Hi! We’ve been talking about complementarianism lately. It’s gotten me thinking about various run-ins I’ve had in the past with men who followed this purely-toxic ideology. Today, I want to show you a doozy: a Christian guy who lost his top because I didn’t change my last name after marrying Mr. Captain. Along the way, we’ll travel down Memory Lane, look at some statistics, and talk about why complementarians hate this trend about as much as they hate no-fault divorce. Hop on in to the Wayback Machine!
A Beautiful Night For Important Questions.
Set your Wayback Machine for a bit over ten years ago. Mr. Captain and I had been together for years even by then. Oh sure, we had already talked about marriage. It was always part of our long-term plan. But we both had stuff we had to sort out first. Since we’d both been down the aisle before, neither of us felt any overwhelming need to rush. (See endnote for how my work friends reacted to this perceived delay.)
One beautiful early-summer evening, we went for a long walk through our favorite park. At night, this place became downright magical–awash in hidden beauty and arcane wildness. The creek running along our favorite footpath burbled contentedly in the near-darkness. Underneath the quiet loomed a bursting-to-speak sense of fey anticipation.

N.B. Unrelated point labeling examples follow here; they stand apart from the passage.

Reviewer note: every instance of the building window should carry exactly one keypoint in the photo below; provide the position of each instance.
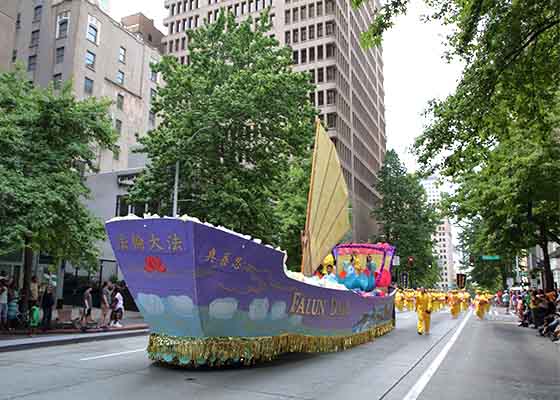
(62, 21)
(59, 58)
(320, 75)
(88, 86)
(32, 63)
(122, 55)
(331, 96)
(120, 101)
(331, 73)
(93, 30)
(120, 77)
(37, 11)
(118, 126)
(90, 60)
(35, 38)
(57, 81)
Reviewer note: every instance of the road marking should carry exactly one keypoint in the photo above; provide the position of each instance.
(112, 354)
(426, 376)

Just a few minutes into the walk, he stopped us. The question he asked was as loving, passionate, and respectful as Mr. Captain himself is. Obviously, I said yes to it.
A few happy minutes later, we continued along our way.

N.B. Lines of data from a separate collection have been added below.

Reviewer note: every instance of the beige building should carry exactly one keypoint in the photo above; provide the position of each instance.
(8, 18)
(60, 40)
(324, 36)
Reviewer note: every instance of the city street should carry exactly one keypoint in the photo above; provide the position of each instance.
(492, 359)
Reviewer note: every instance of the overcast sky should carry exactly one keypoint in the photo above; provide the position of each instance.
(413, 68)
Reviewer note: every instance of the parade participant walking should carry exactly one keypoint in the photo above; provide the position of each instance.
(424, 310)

And a few minutes after that, I stopped us again.
I had a question for him too, you see.
Navigating Choppy Waters.
I didn’t even know how to begin asking it, however. What I wanted to say was bound up in my still-painful fundagelical indoctrination, my still-lurking fear of offending any man’s fragile ego, and my desire to behave in a loving and kind way despite the unexpected anger my own question had stirred up in me.
Mr. Captain had never tangled with fundagelical culture. He had no idea what was going through my mind right then.
In my old culture, brides almost universally change their last names to that of their grooms. So when I got married to Biff, I changed my last name to his. It was a huge hassle, too. Biff mocked me regularly when he saw me filling out YET. ANOTHER. GODDAMNED. FORM to snail mail to YET. ANOTHER. GODDAMNED. COMPANY to change their records, all while he goofed off and played video games in the background. He thought it was hilarious that women had to go through all that extra fuss. (See endnote.)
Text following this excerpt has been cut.